The main difference between our Universe and the early Universe with a few stars is the amount of metal. Even 500 million years after the Big Bang, there was basically still only hydrogen and helium in the Universe. Because the matter of the universe formed directly out of rogue particles created by the big bang, every electron just grabbed the nearest proton they could find (like enthusiastic kids at a school dance) and turned into hydrogen or maybe a helium atom. There was no waiting around to form larger more complex atoms like metals.

Because the Universe was only made out of hydrogen and helium, basically nothing chemically complex or interesting can happen. No rocks can exist, no water, let alone life. Instead, you just have sweeping clouds of gas and the occasional giant burning gas ball.

So how did things other than hydrogen and helium come into being? Stars made them.

A star burns very differently to the way things burn on Earth. A woodfire on earth operates by breaking down chemical structures, for example, breaking wood down into charcoal. Similarly, a nuclear bomb works by splitting an atom. However, at very high temperatures, like in the middle of stars, you can also create energy by putting things together. For instance, if you take two hydrogen atoms and push them together hard enough, you can create what is called ‘nuclear fusion’ where you fused their nucleus together and create a helium atom. Similarly, you can then take two helium atoms, force them together and create a beryllium atom.

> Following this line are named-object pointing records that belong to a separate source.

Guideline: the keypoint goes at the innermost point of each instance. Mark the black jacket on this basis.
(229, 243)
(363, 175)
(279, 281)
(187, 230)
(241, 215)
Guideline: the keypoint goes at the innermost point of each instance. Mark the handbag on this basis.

Once a star has finished doing this, and run out of fuel it will generally explode and distribute its newly made elements into the Universe. Then the next star can come along, and gobble up its remnants and start burning those more advanced elements and created even more complex elements. For something like gold, it needs to go through this process many times – every gold atom has burned in the heart of many stars. All the complex elements in our Universe were produced by chains of stars, gathering up elements, burning them, exploding them out into the rest of the Universe and then repeating the process.

These are images of 20 different nebulas from our Universe, captured by the Hubble telescope. Some of them are likely to turn into stars in the next few Billion years. Others have already been stars and are the leftover remnants of the star exploding. They are all so different and so beautiful. Our Universe is a wonderful place (see originals here).

So, are we actually stardust?

A picture of GN-z11, the oldest known galaxy in the Universe that we can see, about 32 billion light years away (see more on the image by Pablo Budassi).

It’s a bit of a cliche, but it is true. Every single atom of oxygen, nitrogen, carbon, iron, gold, silver – has been created in the center of the star. And not just one star, often many. The laptop or phone you are reading this on has almost one of every single element the Universe can create. Each of them was probably created by a chain of different stars billions of years ago.

Every part of you is a product of the Universe. And when you die and eventually, our planet dies and is absorbed into the sun in its final blaze of glory, we will be re-absorbed into the Universe.

We are the Universe trying to understand itself. We just happen to be, at the moment, pieces of the Universe that can smile.